An exam consists of 40 multiple choice questions.
Students can submit their questions until one week before the exam.
As a teacher I decide which (if any) of the questions I include, and whether I think changes to the questions are necessary.
If I include a student question, the student benefits from knowing the answer and from receiving a small bonus for submitting an included question.

To help the students in creating questions, I point them to Cem Kaner’s post on writing multiple choice test questions. I explain that for each question I need:

A clear stem of one or two sentences that is meaningful in itself;
One clear correct choice;
Three distractors that are approximately equally plausible yet also objectively incorrect.

So far, I have used this procedure for eight exams during the last three years.

The students who have proposed questions that I include consistently turn out to belong to the best.

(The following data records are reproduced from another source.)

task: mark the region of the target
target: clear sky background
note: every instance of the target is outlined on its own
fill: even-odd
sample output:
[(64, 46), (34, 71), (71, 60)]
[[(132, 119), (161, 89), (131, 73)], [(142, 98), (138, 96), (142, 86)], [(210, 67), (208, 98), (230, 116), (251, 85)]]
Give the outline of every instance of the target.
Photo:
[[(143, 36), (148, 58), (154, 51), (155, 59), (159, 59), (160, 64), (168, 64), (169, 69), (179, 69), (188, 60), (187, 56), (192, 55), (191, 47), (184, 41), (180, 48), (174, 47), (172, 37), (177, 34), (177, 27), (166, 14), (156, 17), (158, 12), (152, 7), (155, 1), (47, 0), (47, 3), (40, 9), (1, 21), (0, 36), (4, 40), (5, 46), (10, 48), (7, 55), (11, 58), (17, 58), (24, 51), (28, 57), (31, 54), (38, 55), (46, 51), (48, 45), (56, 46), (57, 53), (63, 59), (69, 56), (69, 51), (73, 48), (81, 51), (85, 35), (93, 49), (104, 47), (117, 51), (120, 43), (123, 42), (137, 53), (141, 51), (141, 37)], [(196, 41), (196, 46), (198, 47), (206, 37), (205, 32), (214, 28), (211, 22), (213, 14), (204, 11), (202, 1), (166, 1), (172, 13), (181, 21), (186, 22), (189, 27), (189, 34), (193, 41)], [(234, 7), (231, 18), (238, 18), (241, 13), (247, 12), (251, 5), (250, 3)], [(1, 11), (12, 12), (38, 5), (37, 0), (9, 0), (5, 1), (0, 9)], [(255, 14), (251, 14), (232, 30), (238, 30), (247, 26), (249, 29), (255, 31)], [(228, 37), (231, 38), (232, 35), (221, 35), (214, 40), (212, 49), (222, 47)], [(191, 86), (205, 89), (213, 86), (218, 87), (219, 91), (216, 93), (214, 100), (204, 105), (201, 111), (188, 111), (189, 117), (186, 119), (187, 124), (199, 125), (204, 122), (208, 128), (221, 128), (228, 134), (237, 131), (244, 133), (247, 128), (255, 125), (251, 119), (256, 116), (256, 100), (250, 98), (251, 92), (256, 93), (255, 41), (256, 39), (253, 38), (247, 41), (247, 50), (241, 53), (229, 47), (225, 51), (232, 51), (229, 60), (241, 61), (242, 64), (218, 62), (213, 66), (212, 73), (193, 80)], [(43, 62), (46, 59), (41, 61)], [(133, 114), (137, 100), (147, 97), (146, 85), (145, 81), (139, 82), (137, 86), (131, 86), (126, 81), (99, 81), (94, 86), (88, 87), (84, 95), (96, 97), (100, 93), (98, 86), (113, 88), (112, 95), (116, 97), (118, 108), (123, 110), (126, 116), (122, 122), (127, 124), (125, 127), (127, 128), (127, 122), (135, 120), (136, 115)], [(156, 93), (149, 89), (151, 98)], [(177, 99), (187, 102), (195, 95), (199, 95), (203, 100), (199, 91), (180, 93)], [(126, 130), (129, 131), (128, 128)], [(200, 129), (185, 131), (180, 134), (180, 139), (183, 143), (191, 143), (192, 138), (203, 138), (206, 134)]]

This probably means that only very good students go through the effort of creating a question; It also suggests that trying to come up with a question is a good way of preparing for an exam.

For each exam I receive 10-20 questions from around five students: This very much depends on the individual students and may vary per year. Some students recognize the opportunity and submit 20 questions; But most consider it too difficult and do not come up with any.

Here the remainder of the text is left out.